L’ancien ministre d’État, ministre de la Justice et garde des Sceaux, Constant Mutamba connaîtra son sort ce mercredi 2 septembre. La Cour de cassation doit rendre son arrêt dans le procès lié à la gestion des fonds du Fonds de réparation et d’indemnisation des victimes des activités illicites de l’Ouganda en République démocratique du Congo (FRIVAO).

Le dossier concerne également Chançard Bolukola, ancien coordonnateur intérimaire du FRIVAO. Les deux prévenus sont poursuivis pour des faits présumés de détournement dans la gestion de plusieurs décaissements effectués sur les fonds destinés à l’indemnisation des victimes congolaises.
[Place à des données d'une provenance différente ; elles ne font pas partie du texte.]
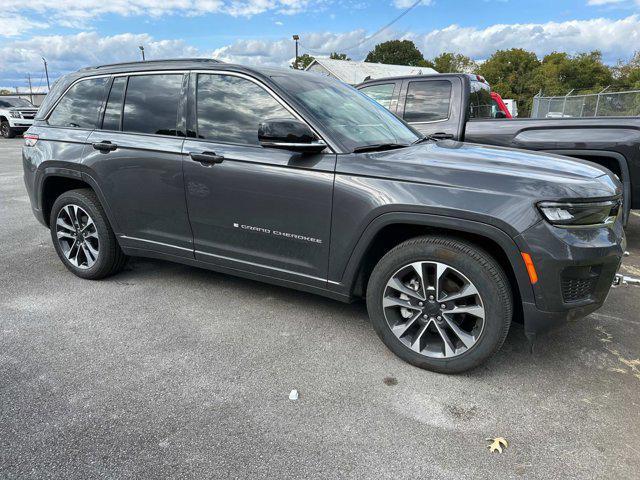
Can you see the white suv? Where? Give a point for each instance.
(16, 115)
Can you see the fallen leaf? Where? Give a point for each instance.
(496, 444)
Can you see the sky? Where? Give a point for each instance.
(72, 34)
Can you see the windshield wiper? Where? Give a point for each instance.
(378, 147)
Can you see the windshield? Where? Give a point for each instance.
(14, 102)
(351, 117)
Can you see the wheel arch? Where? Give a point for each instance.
(391, 229)
(53, 181)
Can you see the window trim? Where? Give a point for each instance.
(193, 95)
(427, 122)
(73, 84)
(393, 90)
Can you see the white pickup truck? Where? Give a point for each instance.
(16, 115)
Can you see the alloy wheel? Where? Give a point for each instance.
(77, 236)
(433, 309)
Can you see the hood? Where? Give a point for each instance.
(471, 166)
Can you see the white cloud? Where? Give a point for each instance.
(615, 38)
(16, 25)
(76, 13)
(65, 53)
(409, 3)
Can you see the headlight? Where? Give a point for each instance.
(580, 214)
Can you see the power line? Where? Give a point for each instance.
(366, 39)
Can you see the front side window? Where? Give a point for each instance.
(348, 115)
(151, 104)
(380, 93)
(80, 106)
(427, 101)
(113, 110)
(229, 109)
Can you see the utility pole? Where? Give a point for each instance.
(46, 71)
(30, 88)
(296, 38)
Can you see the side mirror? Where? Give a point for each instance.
(289, 134)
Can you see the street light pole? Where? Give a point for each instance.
(296, 38)
(46, 71)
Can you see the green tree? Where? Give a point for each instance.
(512, 73)
(397, 52)
(627, 74)
(454, 63)
(302, 62)
(339, 56)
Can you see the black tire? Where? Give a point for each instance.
(474, 263)
(110, 259)
(6, 130)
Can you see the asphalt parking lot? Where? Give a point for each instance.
(174, 372)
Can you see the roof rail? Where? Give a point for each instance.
(170, 60)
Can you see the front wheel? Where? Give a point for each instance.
(440, 304)
(82, 236)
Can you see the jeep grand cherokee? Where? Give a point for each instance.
(299, 180)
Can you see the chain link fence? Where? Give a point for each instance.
(603, 104)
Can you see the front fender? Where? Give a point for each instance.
(509, 246)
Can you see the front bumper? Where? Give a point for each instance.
(576, 268)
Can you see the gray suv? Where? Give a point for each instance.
(299, 180)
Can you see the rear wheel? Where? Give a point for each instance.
(82, 236)
(5, 130)
(440, 304)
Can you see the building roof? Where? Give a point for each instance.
(357, 72)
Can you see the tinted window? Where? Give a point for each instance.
(427, 101)
(80, 106)
(350, 116)
(15, 102)
(113, 111)
(230, 109)
(380, 93)
(151, 104)
(481, 105)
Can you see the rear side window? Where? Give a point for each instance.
(113, 110)
(151, 104)
(380, 93)
(80, 106)
(481, 105)
(230, 109)
(427, 101)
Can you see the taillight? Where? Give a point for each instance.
(30, 139)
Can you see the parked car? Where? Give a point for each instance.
(299, 180)
(500, 109)
(458, 107)
(16, 115)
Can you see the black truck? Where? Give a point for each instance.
(299, 180)
(460, 107)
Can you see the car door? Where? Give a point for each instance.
(257, 209)
(430, 106)
(136, 155)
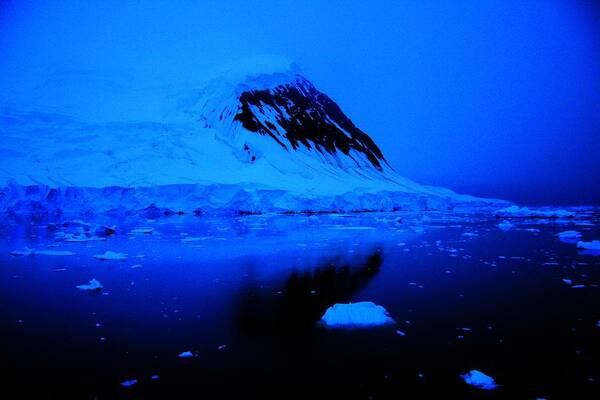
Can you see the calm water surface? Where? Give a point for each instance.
(245, 296)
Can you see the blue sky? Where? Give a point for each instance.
(493, 98)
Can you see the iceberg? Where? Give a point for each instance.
(351, 315)
(111, 255)
(129, 382)
(593, 245)
(525, 212)
(479, 380)
(569, 236)
(185, 354)
(26, 251)
(93, 285)
(505, 225)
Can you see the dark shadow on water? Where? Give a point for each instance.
(301, 302)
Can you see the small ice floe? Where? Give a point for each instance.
(26, 251)
(594, 246)
(353, 315)
(54, 252)
(524, 212)
(76, 237)
(93, 285)
(479, 380)
(568, 236)
(143, 230)
(505, 225)
(129, 382)
(577, 286)
(110, 255)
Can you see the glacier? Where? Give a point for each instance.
(258, 138)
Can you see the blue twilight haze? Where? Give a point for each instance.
(496, 99)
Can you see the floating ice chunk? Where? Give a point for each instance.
(470, 234)
(129, 383)
(111, 255)
(54, 252)
(362, 314)
(143, 230)
(569, 236)
(593, 245)
(505, 225)
(93, 285)
(524, 212)
(26, 251)
(479, 380)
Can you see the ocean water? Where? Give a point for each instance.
(244, 295)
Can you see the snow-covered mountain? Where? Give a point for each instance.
(255, 139)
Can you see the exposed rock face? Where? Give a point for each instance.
(296, 114)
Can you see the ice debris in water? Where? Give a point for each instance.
(524, 212)
(569, 235)
(143, 230)
(593, 245)
(110, 255)
(129, 383)
(54, 252)
(26, 251)
(505, 225)
(93, 285)
(361, 314)
(479, 380)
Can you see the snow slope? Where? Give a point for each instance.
(256, 139)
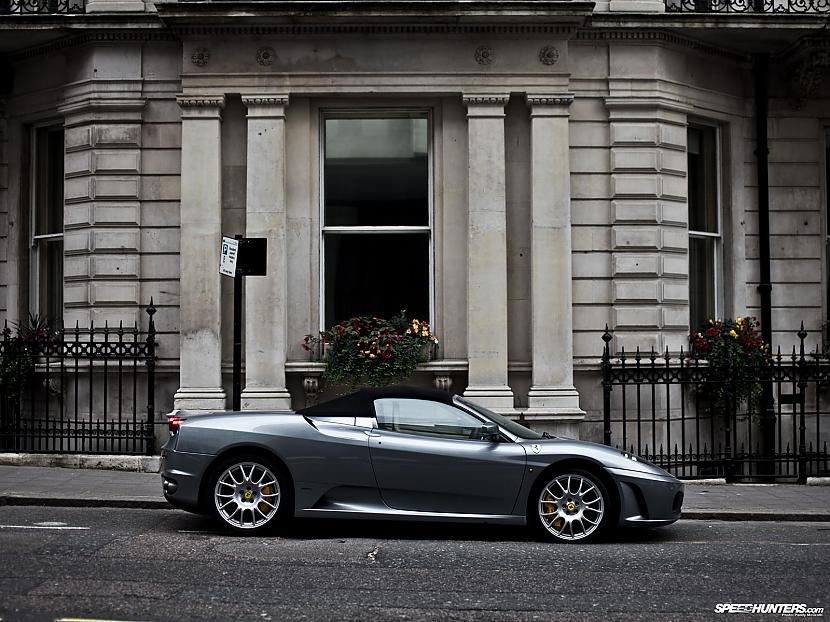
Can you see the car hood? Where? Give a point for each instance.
(544, 451)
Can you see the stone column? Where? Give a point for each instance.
(650, 230)
(552, 394)
(487, 254)
(200, 310)
(265, 296)
(102, 211)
À l’issue des débats, le ministère public a requis 15 ans de travaux forcés contre Constant Mutamba et Chançard Bolukola. Le parquet a également demandé, pour l’ancien ministre, une interdiction de vote et d’éligibilité pendant cinq ans après l’exécution de sa peine. Concernant Chançard Bolukola, le ministère public a également retenu des faits de blanchiment de capitaux.

Mais ces réquisitions ne constituent pas encore une condamnation. La décision finale revient à la Cour de cassation, qui a pris l’affaire en délibéré après la clôture des plaidoiries le 19 août dernier et fixé le prononcé au 2 septembre.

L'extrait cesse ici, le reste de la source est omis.